No province has yet issued fantasy sports licenses, and no Canadian court has yet ruled on its legality, cautions Chad Finkelstein, a gaming lawyer and partner in the Corporate Commercial group at Dale & Lessmann LLP. Still, while no court has confirmed this position, daily fantasy games may be better positioned legally than their full-season counterparts. “Despite all the skill in the world in selecting your team and the free agents you can find and trades you can pull off, injuries, trades, suspensions and freakish weather accidents happen in real life,” Finkelstein notes of the season-long variety. “There’s an arguable position that a daily fantasy site may be offering a game of pure skill. In a daily league, I can make changes to my roster right up till the second the game starts to compensate for those elements of luck and randomness.”

Scott Secord, incoming president and CEO of Gaming Nation—and formerly CEO of Pointstreak Technologies, which developed 5050 Central—says daily fantasy as a whole did about $84 million in revenue in 2014, and is expected to bring in $225–250 million this year. Revenue comes from the cut (Shulman calls it a “site fee”) that a platform takes from the entry fee players pay. Fantasy Feud’s per-user revenue mirrors the broader daily fantasy trend: for example, the average cash player of its baseball games provided $35 in revenue for the 2014 MLB season, while for the current season it’s $60.

Two American companies—FanDuel and DraftKings—control 96% of the daily fantasy market between them. They’ve distributed hundreds of millions in prizes (FanDuel plans to hit $1.5 billion this year, according to The New Yorker) and spent more than that on advertising. Established gaming players like Yahoo! Sports and the Canadian firm Amaya are also reportedly eyeing the daily fantasy market.

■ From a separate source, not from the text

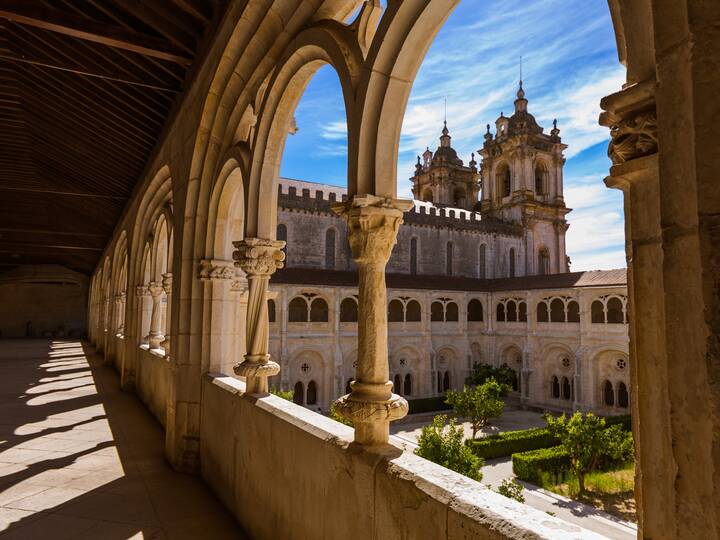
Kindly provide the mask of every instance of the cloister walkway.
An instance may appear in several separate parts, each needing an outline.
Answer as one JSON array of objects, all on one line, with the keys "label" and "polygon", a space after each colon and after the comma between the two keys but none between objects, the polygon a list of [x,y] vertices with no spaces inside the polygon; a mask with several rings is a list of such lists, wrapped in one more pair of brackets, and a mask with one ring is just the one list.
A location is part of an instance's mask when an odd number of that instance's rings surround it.
[{"label": "cloister walkway", "polygon": [[243,538],[161,426],[77,340],[0,341],[0,538]]}]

“These guys are spending exorbitant amounts of money on customer acquisition, which in my opinion is not sustainable over the long haul,” Shulman says. “Let these other guys educate the market.” Instead of the traditional advertising approach, Gaming Nation’s will combine several complementary companies and cross-market to existing users.

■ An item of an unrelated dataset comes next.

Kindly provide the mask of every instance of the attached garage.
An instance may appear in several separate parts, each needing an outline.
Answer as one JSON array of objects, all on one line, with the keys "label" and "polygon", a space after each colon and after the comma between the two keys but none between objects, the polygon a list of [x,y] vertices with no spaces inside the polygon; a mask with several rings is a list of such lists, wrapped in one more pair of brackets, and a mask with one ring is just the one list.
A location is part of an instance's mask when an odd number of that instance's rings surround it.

The sports information portals provide a natural entry point to the company’s gaming platform for potential players—Secord says over 90% of daily fantasy players utilize third-party (i.e., non-team and non-league) sources when making their picks. Fantasy Feud players could receive a discount on their information subscriptions, for example. Meanwhile, 5050 Central’s raffle system is used by more than half of North American professional sports teams that run such promotions. “If you’re buying a 50/50 ticket at a sporting event, you’re probably a sports fan and you’re prone to playing a game of chance,’ observes Secord. “Those are the types of players or individuals who are really playing daily fantasy sports.”

Gaming Nation’s immediate goal is realizing the cross-marketing potential of its portfolio. Secord also says the company’s daily fantasy offerings must expand beyond the traditional fantasy sports. “We recently launched a NASCAR game, which was our entrance into the motor-racing sport world for fantasy,” he says, also name-checking a new golf game.

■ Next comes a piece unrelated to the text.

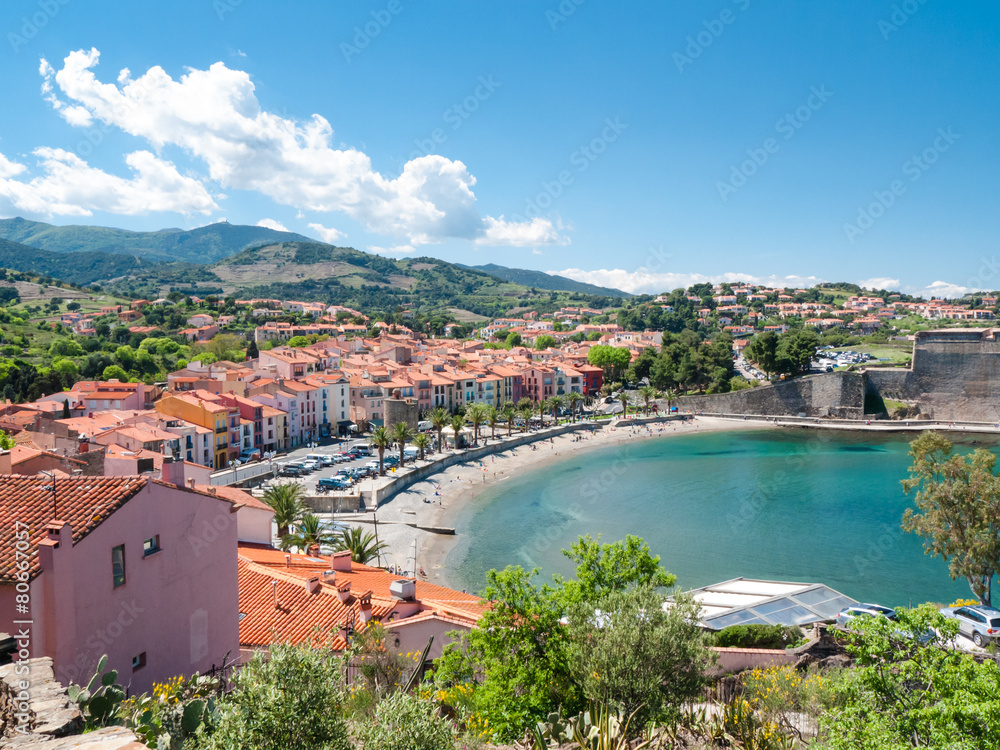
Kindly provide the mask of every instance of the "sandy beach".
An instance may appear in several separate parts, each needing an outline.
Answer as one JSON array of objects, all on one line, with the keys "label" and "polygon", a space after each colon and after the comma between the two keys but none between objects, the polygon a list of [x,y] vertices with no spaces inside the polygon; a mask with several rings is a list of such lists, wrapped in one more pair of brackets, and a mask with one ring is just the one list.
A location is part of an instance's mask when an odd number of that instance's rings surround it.
[{"label": "sandy beach", "polygon": [[[388,545],[382,564],[396,566],[422,580],[450,585],[444,559],[458,537],[413,528],[454,526],[455,517],[479,494],[512,476],[530,471],[546,461],[558,460],[581,451],[599,450],[626,441],[649,440],[676,435],[720,430],[766,429],[767,424],[751,424],[729,419],[694,417],[687,421],[649,425],[610,426],[590,432],[558,435],[530,445],[510,448],[481,460],[470,460],[443,469],[411,485],[384,502],[378,509],[378,537]],[[337,520],[372,529],[372,514]],[[360,523],[359,523],[360,522]],[[415,561],[415,562],[414,562]]]}]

FanDuel and DraftKings have yet to turn a profit and are privately held. Both have received substantial VC money, and the NBA has an equity stake in the former. Going the reverse takeover route in Canada to become the first publicly-traded player allowed Gaming Nation to benefit from investor interest piqued by the growth of the space. The rollup was managed by Cannacord Genuity Corp. (which also brokered Amaya’s reverse takeover of PokerStars) and Clarus Securities. HC2 Holdings, the investment vehicle of U.S. billionaire money manager Philip Falcone, is Gaming Nation’s largest shareholder with a 23% stake, according to Secord.

Shulman believes that the growth of daily fantasy will provide plenty of opportunity for smaller competitors. “Our goal is to grow and become that top-of-mind third company in the industry,” he says.